To that point, I have experienced many teachers in many workshops insist that food, more so agriculture, is a stretch for the chemistry classroom. That could not be further from the truth! Food and agriculture offer a tangible context to bring chemistry to life. By exploring the chemical processes involved in food production, preservation, and cooking, students can understand the fundamental principles of chemistry in a relevant and engaging manner. They can examine the interactions between acids and bases in fermentation, the role of enzymes in digestion, the chemical reactions behind food spoilage, and the transformations that occur during cooking and baking.
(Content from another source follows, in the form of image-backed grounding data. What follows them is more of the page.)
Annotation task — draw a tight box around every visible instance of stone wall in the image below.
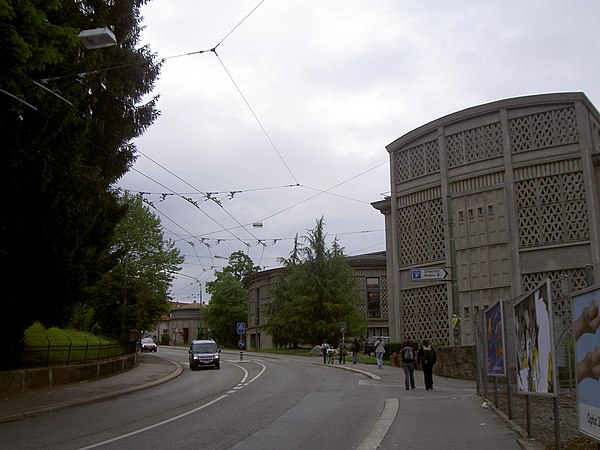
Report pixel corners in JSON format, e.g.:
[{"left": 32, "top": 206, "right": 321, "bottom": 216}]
[
  {"left": 0, "top": 354, "right": 137, "bottom": 395},
  {"left": 434, "top": 345, "right": 476, "bottom": 380}
]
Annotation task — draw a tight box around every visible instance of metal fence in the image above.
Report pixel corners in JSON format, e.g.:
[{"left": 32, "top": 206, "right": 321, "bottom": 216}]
[{"left": 21, "top": 336, "right": 130, "bottom": 368}]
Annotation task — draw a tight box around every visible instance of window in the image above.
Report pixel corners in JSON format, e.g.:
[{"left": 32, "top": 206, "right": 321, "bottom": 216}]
[
  {"left": 366, "top": 277, "right": 381, "bottom": 318},
  {"left": 464, "top": 307, "right": 470, "bottom": 316}
]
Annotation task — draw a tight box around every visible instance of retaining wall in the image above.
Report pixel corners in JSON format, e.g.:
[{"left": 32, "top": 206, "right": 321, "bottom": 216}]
[{"left": 0, "top": 353, "right": 137, "bottom": 395}]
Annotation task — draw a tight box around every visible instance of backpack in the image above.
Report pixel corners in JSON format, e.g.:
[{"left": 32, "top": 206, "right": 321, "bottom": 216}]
[
  {"left": 422, "top": 348, "right": 434, "bottom": 365},
  {"left": 403, "top": 346, "right": 415, "bottom": 362}
]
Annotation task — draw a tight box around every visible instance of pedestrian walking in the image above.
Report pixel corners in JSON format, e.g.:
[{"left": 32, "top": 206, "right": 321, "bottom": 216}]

Additionally, students can investigate the chemistry of soil, fertilizers, pesticides, nutrient cycles, and crop growth, gaining insights into the chemical components that impact agricultural practices and their environmental consequences. Understanding the chemistry of food and agriculture not only fosters scientific curiosity but also highlights the practical applications of chemistry in everyday life, enabling students to make informed decisions about the food they consume and the agricultural practices that shape our world.

The cycling of nutrients provides us with ample phenomena from which to approach chemistry instruction. For instance, eutrophication and hypoxia can be used to illustrate the chemical processes involved in nutrient cycling and oxygen depletion in aquatic ecosystems. Students can explore the role of nitrogen and phosphorus as nutrients in promoting algal growth, leading to eutrophication, and the subsequent biochemical reactions involved in decomposition, which deplete oxygen levels. Through exploring these processes, students can make sense of the complex chemical interactions underlying environmental systems, enhancing their understanding of the crucial role chemistry plays in comprehending and mitigating ecological challenges.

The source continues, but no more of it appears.